Although the topic of tablets in the classroom may be considered old news, it is still just as important to examine how this technology is being used in our districts and campuses and how we can improve its effectiveness. I’ve worked in a 1-to-1 iPad high school for the past two years, and now that the shine on these fancy gadgets has worn off–at least a little–I’ve been able to focus on a few things that are working for me and my students, specifically as they relate to whiteboard applications. Below I address several ways that I’ve used apps like Educreations, ShowMe, and Explain Everything in my secondary English classroom, and explain how they have improved my practices as a teacher and deepened my students’ learning.
Presentations
I still find that my favorite class periods with students are the ones in which we’re actively engaged in discussion, contemplating the complexities of Achilles’ character or questioning the ethics behind George Milton’s trigger pull. Conversations like these require presence, analytical and listening skills, and a particular mix of perspectives. Where “flipping the classroom” has worked well for me on some levels–introducing literary terms, for example–it isn’t my go-to instructional strategy. Most recorded lessons feel a bit too fixed, which is contrary to the way I prefer to guide students through literature.
I do, however, find great value in giving students the power to examine content and present their findings through short presentations. Whiteboard apps are perfect vehicles for this kind of learning process. Where in the past students might research a topic, gather a few (black and white) visuals, organize them (with scotch tape or–God forbid!–staples) on a piece of tagboard, and deliver an (often pained) speech, tablet whiteboard applications give students more choices, more opportunities, and more professionalism in their work, resulting in deeper comprehension and engagement.
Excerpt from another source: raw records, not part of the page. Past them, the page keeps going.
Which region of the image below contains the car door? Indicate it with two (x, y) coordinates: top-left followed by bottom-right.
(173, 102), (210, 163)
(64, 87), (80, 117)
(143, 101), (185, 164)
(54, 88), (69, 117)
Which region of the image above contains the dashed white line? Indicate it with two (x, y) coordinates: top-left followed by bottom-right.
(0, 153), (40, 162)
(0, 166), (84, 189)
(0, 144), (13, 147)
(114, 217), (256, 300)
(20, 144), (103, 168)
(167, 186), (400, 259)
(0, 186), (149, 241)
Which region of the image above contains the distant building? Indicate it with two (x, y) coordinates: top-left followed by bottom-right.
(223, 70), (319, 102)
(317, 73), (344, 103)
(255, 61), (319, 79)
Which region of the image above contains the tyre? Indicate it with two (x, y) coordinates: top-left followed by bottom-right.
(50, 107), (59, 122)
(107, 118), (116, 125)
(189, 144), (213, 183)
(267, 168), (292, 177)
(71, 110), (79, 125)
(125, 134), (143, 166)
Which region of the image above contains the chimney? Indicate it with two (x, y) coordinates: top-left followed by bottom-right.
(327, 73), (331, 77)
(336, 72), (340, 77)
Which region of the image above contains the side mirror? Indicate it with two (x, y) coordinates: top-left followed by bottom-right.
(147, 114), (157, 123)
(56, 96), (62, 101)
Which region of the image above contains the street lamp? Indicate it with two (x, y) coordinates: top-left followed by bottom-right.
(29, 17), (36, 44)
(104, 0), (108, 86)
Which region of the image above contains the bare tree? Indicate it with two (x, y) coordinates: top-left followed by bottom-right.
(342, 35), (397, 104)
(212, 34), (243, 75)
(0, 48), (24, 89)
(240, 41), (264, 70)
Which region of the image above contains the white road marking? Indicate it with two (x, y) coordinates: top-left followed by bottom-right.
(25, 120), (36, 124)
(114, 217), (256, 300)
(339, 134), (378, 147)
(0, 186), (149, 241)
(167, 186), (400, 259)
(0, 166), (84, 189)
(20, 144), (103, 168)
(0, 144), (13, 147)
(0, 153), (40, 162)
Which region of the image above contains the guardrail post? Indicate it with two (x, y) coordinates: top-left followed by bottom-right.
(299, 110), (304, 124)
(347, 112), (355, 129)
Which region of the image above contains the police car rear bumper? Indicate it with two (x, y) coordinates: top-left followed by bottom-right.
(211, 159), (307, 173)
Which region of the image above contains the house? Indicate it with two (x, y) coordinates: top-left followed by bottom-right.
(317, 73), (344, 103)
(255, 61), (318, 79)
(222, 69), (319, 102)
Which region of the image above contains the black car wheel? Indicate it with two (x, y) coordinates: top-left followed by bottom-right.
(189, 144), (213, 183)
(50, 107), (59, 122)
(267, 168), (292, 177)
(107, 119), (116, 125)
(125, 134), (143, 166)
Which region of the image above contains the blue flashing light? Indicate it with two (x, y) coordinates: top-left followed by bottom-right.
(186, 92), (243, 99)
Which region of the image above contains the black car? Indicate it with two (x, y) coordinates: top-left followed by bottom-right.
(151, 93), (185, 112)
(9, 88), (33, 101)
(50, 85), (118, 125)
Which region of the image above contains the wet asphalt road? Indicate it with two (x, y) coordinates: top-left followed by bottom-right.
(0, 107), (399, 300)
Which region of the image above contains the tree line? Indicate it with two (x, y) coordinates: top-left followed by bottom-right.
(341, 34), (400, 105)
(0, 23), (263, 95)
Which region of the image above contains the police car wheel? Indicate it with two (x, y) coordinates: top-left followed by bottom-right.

Whether students work on their own or in small groups, I’ve had them use these apps to introduce their classmates to new background information, to examine one section of a long article or data set within the jigsaw framework, and to review both detailed and overarching concepts. Where all of this was possible before tablets and their subsequent apps (minus the font selection and high resolution graphics), what wasn’t is their ability to be shared, linked to, and replicated. Once one set of students is finished creating a summative and analytical review of Act III of Julius Caesar, for example–full of text, images, and voice over recording–they email me a link to their completed presentation. I’m then able to either show it to the class immediately, or upload it to our course website, where students interested in reviewing that material can watch it over and over again. Think about how beneficial this is to students with IEPs, 504s, and other learning challenges. Think about how this serves both the absent student and his or her teacher. Think about how this also serves the creator of the presentation; once a student knows his work will be available to and used by his peers, often the work becomes more organized, more accurate, and more relevant–a far cry from a hodgepodge collage stapled together three minutes before class.
Recordings
Although the level of complexity varies within the whiteboard application options, the feature I’ve come to use the most is simple: record. I ask groups of students involved in literature circles or other intentional discussions to place their tablet in the middle of their group, open up Educreations, and record their conversation. That’s it, on the technology end. Once the “record” button is pressed, the students discuss, they pose questions, they posit answers, and–this is the beautiful thing for one teacher in a classroom full of eight small groups–all of it is digitally documented, there for the teacher to reference for comprehension checks and strokes of insight, whether she is present in those discussions or not. Another bonus, especially for students who tend to think a teacher on the other side of the classroom means a break from the task at hand, is that in my experience, when the red “record” light is on and glowing so visibly, students rarely digress into details about their weekend.
For individual students, I use this feature as a revision tool. I ask students to record themselves delivering practice speeches, and then listen for things like filler words, enunciation, and awkward phrasing before giving their final speech. I have them read their essay drafts word-for-word–with pen in hand–to help them identify similar problems in their writing. Each time I’ve done this, students have reiterated how much this process helped them. Of course, I’d required students to read their drafts and practice their speeches aloud before, but I was never able to guarantee that they’d take it seriously, that they would truly read every word and think intentionally about why a particular sentence made them stumble while saying it aloud. Now part of the assignment involves them emailing me their recording and immediate reflection. From a teaching standpoint, acquiring this kind of insight into how a student thinks about his or her work has proved invaluable.
Conclusion
It is true that students don’t need a tablet or a whiteboard app to record themselves, and presentations done in person can be effective; cassettes and tagboard worked just fine for me when I was in school in the 1990s. However, offering students a technology capable of multimodal creation gives them the ability to observe themselves observing themselves. It’s metacognition in action. The truth is, whiteboard applications are not fancy, not really. They are yet another tool. But they are a tool that works, and I will continue to use them to help my students hone their thinking in this quickly changing world.